Stand: 24.01.2022 18:42 Uhr

Nach dem Coming-Out von 125 Mitarbeitenden der katholischen Kirche als nicht heterosexuell haben niedersächsische Bischöfe die Initiative gelobt - und eine Berücksichtigung im Reformprozess gefordert.

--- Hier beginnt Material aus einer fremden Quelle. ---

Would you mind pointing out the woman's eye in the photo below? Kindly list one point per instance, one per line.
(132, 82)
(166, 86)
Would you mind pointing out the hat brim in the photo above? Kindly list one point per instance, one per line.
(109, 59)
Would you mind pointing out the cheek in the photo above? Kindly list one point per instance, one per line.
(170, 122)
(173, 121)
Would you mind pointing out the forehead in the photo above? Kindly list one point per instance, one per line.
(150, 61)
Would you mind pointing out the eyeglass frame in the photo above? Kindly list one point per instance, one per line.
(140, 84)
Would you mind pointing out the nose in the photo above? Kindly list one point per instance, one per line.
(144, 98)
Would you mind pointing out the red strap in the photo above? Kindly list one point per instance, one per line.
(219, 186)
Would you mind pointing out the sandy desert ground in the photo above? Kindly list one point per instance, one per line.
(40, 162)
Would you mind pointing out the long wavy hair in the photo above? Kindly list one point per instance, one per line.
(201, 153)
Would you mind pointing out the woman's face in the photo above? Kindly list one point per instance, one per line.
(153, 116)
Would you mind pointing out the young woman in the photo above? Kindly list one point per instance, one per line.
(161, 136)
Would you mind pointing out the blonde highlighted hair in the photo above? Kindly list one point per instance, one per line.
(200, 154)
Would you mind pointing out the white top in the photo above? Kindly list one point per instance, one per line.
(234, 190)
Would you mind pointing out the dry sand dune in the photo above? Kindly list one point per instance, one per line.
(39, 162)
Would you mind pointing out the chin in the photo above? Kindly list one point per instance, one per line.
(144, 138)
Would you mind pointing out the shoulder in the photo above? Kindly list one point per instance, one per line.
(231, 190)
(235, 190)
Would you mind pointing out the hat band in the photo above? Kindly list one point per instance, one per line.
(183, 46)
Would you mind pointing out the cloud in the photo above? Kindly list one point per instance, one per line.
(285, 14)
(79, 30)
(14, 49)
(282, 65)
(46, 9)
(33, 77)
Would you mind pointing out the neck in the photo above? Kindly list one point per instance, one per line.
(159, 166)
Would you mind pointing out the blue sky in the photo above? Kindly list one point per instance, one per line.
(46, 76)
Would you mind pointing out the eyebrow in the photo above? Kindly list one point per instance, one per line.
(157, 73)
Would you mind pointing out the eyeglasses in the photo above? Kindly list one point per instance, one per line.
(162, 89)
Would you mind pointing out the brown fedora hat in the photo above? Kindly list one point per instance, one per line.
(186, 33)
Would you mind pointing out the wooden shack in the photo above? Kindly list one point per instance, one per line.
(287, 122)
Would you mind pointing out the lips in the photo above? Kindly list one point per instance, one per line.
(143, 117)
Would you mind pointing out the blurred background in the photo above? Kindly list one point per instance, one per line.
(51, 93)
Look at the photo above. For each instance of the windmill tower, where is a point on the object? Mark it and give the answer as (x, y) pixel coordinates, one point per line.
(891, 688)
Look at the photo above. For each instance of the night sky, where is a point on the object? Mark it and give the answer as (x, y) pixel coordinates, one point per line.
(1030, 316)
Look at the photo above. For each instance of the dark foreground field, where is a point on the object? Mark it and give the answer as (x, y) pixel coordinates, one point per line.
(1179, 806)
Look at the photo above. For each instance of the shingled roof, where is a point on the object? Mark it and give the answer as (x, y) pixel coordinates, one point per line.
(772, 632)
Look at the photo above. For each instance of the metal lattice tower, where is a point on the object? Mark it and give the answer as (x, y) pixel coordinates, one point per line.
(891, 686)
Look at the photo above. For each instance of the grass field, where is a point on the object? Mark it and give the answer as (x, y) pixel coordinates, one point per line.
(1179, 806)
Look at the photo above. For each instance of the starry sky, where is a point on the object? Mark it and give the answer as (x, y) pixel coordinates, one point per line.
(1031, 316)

Heiner Wilmer, Bischof von Hildesheim, spricht auf einer Pressekonferenz. © dpa-Bildfunk Foto: Moritz Frankenberg
Heiner Wilmer, Bischof von Hildesheim, fordert, dass die Segnung homosexueller Paare nicht tabuisiert werden dürfe.

Die katholische Kirche müsse "auch das kirchliche Arbeitsrecht in den Blick nehmen, damit Mitarbeitende der Kirche eine homosexuelle Orientierung nicht weiter verheimlichen müssen", sagte der Hildesheimer katholische Bischof Heiner Wilmer.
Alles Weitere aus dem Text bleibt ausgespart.